Я ткнулся в тарелку.
Гороховый суп пересолен, но не в этом дело… Я чувствую, как по спине холодной лужей расползается страх. Он вошел в комнату вместе с ней. Он и сейчас в ее остановившихся глазах. Она сидит напротив, сложив руки на большом животе.
Я не могу больше. Суп не только пересолен, он — холодный, он — ледяной. Я нахлебался страха…
В прихожей мокрые следы. Это от моих валенок.
Снимая с вешалки свою куртку, увидел шинель, погоны капитана и начищенные до блеска пуговицы.
— Ты куда, Фурик?
— Никуда, — огрызнулся муж.
Открыл замки. Выпустив меня на лестницу, шепнул:
— Я могу дать тебе денег…
— Перебьюсь.
Залпом ахнула тяжелая дверь.
По тонкому льду Москва-реки гоняются на коньках мальчишки.
ЛИСТ ДВАДЦАТЬ ШЕСТОЙ
Ленинград. Девятнадцатое декабря. Утро.
Из вагона ступаю прямо в лужу.
Сделал я это мужественно, так как другого выхода ни у меня, ни у вагона не было.
Город истекал водой.
Я мгновенно превратился в объект иронического внимания своих земляков: шествующий по Невскому человек в валенках и разбрызгивающий по сторонам воду, это, согласитесь, бывает не часто. А в данном случае может вызвать даже подозрение.
Надо было принимать срочные меры.
У Обводного канала стоит исцарапанный осколками дом. У ворот — девочки с санками: две маленькие, одна постарше — в классе, наверное, шестом.
— Я тебя очень попрошу, девочка… Поднимись в квартиру семь. Спросишь Пшеничникову, тетю Клаву. Скажи ей, только тихонечко, на ушко… Племянник, мол, ждет внизу.
— Пшенникова?
— Пшеничникова, Пшеничникова.
Девочка юркнула в парадную. Я перешел на другую сторону улицы.
Вот и тетя.
Трусит по булыжникам через улицу. Лицо в слезах. Бормочет что-то бессвязное. Припала со стоном и разревелась навзрыд с икотой…
— Мила-ай… Что же это… Господи-и-и…
Объясняю ей, как можно короче и понятней: «Сапоги!
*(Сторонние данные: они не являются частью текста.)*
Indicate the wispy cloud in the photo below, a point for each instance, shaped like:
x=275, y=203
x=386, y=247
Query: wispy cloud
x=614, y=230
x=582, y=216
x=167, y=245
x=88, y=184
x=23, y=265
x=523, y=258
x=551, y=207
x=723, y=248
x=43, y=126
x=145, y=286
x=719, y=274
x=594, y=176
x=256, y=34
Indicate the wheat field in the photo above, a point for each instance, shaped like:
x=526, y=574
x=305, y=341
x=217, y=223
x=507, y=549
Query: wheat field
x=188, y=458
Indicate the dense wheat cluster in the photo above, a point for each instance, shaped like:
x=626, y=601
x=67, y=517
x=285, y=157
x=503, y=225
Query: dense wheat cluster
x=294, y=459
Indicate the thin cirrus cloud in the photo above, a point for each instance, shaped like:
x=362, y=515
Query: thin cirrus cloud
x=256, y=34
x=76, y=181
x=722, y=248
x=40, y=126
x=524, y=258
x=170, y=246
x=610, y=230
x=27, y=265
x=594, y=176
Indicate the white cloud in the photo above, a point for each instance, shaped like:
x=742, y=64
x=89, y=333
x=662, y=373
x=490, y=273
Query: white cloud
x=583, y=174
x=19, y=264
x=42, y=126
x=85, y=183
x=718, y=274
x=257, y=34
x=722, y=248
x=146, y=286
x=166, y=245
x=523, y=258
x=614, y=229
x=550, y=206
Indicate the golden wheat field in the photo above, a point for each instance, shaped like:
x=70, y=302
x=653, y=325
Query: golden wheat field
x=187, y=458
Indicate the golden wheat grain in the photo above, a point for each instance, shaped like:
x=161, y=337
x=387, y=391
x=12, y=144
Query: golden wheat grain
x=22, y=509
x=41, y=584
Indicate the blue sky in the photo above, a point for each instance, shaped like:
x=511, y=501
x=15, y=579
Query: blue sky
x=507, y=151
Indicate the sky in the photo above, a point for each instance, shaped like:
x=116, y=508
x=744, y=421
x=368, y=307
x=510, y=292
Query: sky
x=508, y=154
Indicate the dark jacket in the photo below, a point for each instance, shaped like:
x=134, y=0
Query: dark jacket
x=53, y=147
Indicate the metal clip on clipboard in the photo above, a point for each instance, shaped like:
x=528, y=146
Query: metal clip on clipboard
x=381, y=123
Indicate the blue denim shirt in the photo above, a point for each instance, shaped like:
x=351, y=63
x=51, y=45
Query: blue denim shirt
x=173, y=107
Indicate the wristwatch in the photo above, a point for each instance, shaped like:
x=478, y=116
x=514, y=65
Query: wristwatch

Сапоги!» И что на барахолке мне появляться нельзя! И что деньги есть. Нужно только купить. Сейчас! Немедленно!
— Так ты зайди, зайди… Покушай… Компотцу я изготовила…
Чуть ли не силой уволакиваю тетю из опасной зоны.
— Потом, тетушка, все потом… Сейчас — сапоги. Размер сорок второй. Офицерские. Запомните, сорок второй!.. Я буду ждать здесь, у моста…
Тетю всосала густая толпа базара.
Теплая парадная — очень удобное место для переобувания. Тетя безостановочно причитает, ахает, охает, в сотый раз начинает толковать о «компотце» и льет слезы на валенки и без того мокрые.
Мудрость тети простерлась до того, что, кроме добротных сапог, она купила и вязаные носки.
— Душегубы… — шипит тетя. — Где видано: пятьдесят рублев за этакую пару. Шерсти нету, господи… я б и сама…
Все. Ноги в спасительном тепле. Все в порядке.
Следующий вопрос: ночлег.
— У вас нет никакой завалящейся старушки? Пожить мне…
В ее глазах вопрос. Она не решается задать его вслух. Его я видел еще час назад там, при встрече. И вот опять…
Надо отвечать. Иного выхода нет.
Тетя прослушала все до конца абсолютно спокойно. Я даже подумал: поняла ли она?
Она поняла. Никаких слез, ни охов, ни ахов: тетя самым добросовестным образом думала. Я не мешал ей.
Через минуту она нарушила молчание следующим изречением:
— Из тюрьмы убежишь — от бога некуда.
Мы вышли на улицу. Она — впереди с валенками под мышкой. Я плелся следом.
— Документа у тя никакого, значит, нету?
— Никакого.
— Значит, выходит, надобно тебе к Зое Блаженной…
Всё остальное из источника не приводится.